I'm creating a web api that scrapes a given url and sends that back. I am using Puppeteer to do this. I asked this question: Puppeteer not behaving like in Developer Console
and recieved an answer that suggested it would only work if headless was set to be false. I don't want to be constantly opening up a browser UI i don't need (I just the need the data!) so I'm looking for why headless has to be false and can I get a fix that lets headless = true.
Here's my code:
express()
.get("/*", (req, res) => {
global.notBaseURL = req.params[0];
(async () => {
const browser = await puppet.launch({ headless: false }); // Line of Interest
const page = await browser.newPage();
console.log(req.params[0]);
await page.goto(req.params[0], { waitUntil: "networkidle2" }); //this is the url
title = await page.$eval("title", (el) => el.innerText);
browser.close();
res.send({
title: title,
});
})();
})
.listen(PORT, () => console.log(`Listening on ${PORT}`));
This is the page I'm trying to scrape: https://www.nordstrom.com/s/zella-high-waist-studio-pocket-7-8-leggings/5460106?origin=coordinating-5460106-0-1-FTR-recbot-recently_viewed_snowplow_mvp&recs_placement=FTR&recs_strategy=recently_viewed_snowplow_mvp&recs_source=recbot&recs_page_type=category&recs_seed=0&color=BLACK
The reason it might work in UI mode but not headless is that sites who aggressively fight scraping will detect that you are running in a headless browser.

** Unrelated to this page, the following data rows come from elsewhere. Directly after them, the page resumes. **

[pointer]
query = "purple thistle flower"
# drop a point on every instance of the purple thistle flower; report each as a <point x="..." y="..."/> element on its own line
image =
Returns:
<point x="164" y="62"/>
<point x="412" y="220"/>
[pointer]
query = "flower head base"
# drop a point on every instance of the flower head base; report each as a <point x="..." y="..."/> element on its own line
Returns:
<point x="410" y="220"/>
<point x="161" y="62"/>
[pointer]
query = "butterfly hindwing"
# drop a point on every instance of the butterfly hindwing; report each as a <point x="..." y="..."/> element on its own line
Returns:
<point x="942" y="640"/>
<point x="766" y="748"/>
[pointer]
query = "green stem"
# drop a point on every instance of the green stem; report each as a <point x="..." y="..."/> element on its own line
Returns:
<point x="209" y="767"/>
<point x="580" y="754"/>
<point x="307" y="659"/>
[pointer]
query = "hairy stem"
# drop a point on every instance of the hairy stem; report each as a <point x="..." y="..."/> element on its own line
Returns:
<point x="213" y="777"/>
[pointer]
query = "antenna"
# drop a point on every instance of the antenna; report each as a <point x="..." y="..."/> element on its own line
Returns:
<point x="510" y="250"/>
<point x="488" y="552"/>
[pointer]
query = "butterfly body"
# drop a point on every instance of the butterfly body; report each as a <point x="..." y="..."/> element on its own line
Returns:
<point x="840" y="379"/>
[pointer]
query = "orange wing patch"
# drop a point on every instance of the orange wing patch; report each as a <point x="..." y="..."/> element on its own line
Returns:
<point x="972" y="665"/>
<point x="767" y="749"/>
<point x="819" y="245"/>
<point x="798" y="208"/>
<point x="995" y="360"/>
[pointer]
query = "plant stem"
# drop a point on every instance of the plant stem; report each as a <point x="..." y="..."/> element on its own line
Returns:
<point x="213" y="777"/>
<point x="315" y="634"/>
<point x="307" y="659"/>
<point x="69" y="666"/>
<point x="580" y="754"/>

Some possible workarounds:
puppeteer-extra
Found here: https://github.com/berstend/puppeteer-extra Check out their docs for how to use it. It has a couple plugins that might help in getting past headless-mode detection:
puppeteer-extra-plugin-anonymize-ua
-- anonymizes your User Agent. Note that this might help with getting past headless mode detection, but as you'll see if you visit https://amiunique.org/ it is unlikely to be enough to keep you from being identified as a repeat visitor.puppeteer-extra-plugin-stealth
-- this might help win the cat-and-mouse game of not being detected as headless. There are many tricks that are employed to detect headless mode, and as many tricks to evade them.It's possible to run a single browser UI in a manner that let's you attach puppeteer to that running instance. Here's an article that explains it: https://medium.com/@jaredpotter1/connecting-puppeteer-to-existing-chrome-window-8a10828149e0
Essentially you're starting Chrome or Chromium (or Edge?) from the command line with --remote-debugging-port=9222
(or any old port?) plus other command line switches depending on what environment you're running it in. Then you use puppeteer to connect to that running instance instead of having it do the default behavior of launching a headless Chromium instance: const browser = await puppeteer.connect({ browserURL: ENDPOINT_URL });
. Read the puppeteer docs here for more info: https://pptr.dev/#?product=Puppeteer&version=v5.2.1&show=api-puppeteerlaunchoptions
The ENDPOINT_URL
is displayed in the terminal when you launch the browser from the command line with the --remote-debugging-port=9222
option.
This option is going to require some server/ops mojo, so be prepared to do a lot more Stack Overflow searches. :-)
There are other strategies I'm sure but those are the two I'm most familiar with. Good luck!